Anyway, I doubt this is Alex's problem. Anxiety seems more likely to me than malingering, though it may be worth considering.

Date: 2009-01-09 08:43 pm (UTC)
From: [identity profile] rivka.livejournal.com
have you considered the possibility that she's lying to you, at least about the sensations in her body?

Yes, definitely. Being a health psychologist, I'm well aware of the differential diagnosis tree for "physical complaints with no apparent medical basis."

There are essentially three options:

1. She has real physiological symptoms, but is misinterpreting them - i.e., interpreting anxiety, or stress, or normal variations in physiological function, as illness.
2. She is feigning physiological symptoms because she likes being in what we call "the sick role."
3. She is feigning physiological symptoms for what we call "secondary gain" (e.g., an extra video, Jello, permission to not put her toys away).

Honestly, we'd probably approach any of these options with the same basic package of parenting techniques: not freaking out, giving her plenty of non-illness-dependent love and attention, not bending basic family rules, and gently explaining that we don't think she's physically ill. I think teaching her relaxation techniques "as a way to feel better when you feel this way" probably works with any of the three categories as well.

Your sister's story is interesting, and it makes a lot of sense that someone whose early childhood was so thoroughly medicalized would easily slip into keeping up "the sick role." And it would've been pretty much impossible for your parents to not to play along, too. Poor them.

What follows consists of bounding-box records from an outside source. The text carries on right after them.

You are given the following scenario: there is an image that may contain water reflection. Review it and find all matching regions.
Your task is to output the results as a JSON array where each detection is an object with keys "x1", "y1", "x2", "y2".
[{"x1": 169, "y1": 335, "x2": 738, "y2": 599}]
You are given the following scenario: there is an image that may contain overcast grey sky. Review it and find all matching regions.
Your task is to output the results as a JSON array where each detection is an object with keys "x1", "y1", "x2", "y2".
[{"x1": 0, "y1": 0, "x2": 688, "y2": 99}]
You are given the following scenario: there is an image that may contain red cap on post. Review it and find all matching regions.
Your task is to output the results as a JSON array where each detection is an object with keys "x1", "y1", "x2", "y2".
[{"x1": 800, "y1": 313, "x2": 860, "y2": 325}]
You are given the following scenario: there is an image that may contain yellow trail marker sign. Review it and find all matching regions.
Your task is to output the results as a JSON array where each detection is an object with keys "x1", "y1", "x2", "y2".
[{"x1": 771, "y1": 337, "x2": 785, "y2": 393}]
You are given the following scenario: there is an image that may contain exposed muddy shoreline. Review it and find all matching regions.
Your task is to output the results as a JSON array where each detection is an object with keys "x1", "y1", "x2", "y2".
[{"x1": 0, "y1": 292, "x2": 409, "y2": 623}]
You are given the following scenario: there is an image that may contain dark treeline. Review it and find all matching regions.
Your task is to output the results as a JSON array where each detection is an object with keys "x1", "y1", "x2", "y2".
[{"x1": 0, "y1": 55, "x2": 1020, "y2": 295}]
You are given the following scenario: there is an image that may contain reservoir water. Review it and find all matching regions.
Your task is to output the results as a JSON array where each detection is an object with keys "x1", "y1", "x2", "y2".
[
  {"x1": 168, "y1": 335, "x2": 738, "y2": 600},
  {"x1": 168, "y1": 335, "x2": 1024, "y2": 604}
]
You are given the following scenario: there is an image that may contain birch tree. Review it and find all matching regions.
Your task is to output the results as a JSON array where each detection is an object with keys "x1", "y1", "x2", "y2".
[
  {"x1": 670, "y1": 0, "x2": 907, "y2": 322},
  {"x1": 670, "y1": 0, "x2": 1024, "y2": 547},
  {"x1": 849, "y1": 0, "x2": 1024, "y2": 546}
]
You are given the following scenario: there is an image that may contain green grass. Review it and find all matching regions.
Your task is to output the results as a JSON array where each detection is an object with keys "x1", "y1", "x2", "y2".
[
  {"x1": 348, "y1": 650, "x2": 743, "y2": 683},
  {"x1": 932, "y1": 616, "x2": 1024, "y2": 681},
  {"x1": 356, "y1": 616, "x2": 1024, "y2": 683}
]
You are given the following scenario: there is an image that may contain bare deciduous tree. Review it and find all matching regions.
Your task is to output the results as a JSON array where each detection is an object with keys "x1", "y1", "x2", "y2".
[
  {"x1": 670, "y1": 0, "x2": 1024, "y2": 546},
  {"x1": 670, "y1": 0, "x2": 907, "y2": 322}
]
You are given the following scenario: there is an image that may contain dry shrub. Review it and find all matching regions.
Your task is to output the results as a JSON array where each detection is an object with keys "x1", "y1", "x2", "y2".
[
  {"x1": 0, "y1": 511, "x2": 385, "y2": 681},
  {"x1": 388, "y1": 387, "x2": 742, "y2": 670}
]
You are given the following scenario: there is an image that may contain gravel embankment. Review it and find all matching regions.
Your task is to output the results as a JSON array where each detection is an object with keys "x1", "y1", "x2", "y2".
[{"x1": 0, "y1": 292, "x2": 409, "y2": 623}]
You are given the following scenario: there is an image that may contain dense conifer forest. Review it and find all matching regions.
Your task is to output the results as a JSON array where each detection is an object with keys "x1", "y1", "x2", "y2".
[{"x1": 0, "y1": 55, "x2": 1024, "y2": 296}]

I started first grade when I was only about a year older than Alex is right now. I remember having lots of "headaches" and "stomachaches" at school which required trips to the nurse to lie down. I don't remember if I truly thought I was having physical problems, or what, but it seems clear to me in retrospect that it was a way to escape the stresses of the classroom environment.

Date: 2009-01-09 01:20 am (UTC)
From: [identity profile] a-c-fiorucci.livejournal.com
My son (who will be 4 at the end of March) kept complaining about nightmares and wanting us to stay with him at night etc. etc. What seems to be helping him is making a "happy list", right before bed (after potty, teeth, bath, stories & a song or two and just before lights-out). We sit down and talk about (prompt, really) things he did that day that made him happy, and write 5 of them down in a blank book I had lying around. Perhaps something like this can re-direct her thoughts, not to deny that she might be anxious but sometimes just not thinking about that can help?

Good luck!

Date: 2009-01-09 02:00 am (UTC)
From: [identity profile] pecunium.livejournal.com
That seems a pretty reasonable set of reactions. It's not disconsonant with my recollections of my little sister beng worried when my brother was on the way.

I don't know, but the thing I'd recommend is talking to her about what is going to happen, so there is more concrete expectation on her part, and less vagueness.

I do know that when my mother miscarried, my sister (who was about four) had a very traumatised reaction (mommy went into the toilet, and disappeared into an ambulance), so looking to see that sort of thing doesn't happen is probably a good idea.

Date: 2009-01-09 10:44 pm (UTC)
From: (Anonymous)
Have you tried play therapy where you act out scenarios with her toys? I'd suggest your modeling with some quite silly scenarios.

Another suggestion is to let her try various "treatments" to see which one helps best, i.e. does eating 3 orange M&M's and 1 green one work better than something equally implausible?

Date: 2009-01-10 07:40 am (UTC)
ext_6418: (Default)
From: [identity profile] elusis.livejournal.com
I'd suggest one of those charts with faces on them, labeled with feelings, and when she says "I feel sick!" offering her the chance to pick out other feelings she might also be having. "Sick" is sometimes a catchall for "I feel bad but don't have the words for the other feeings."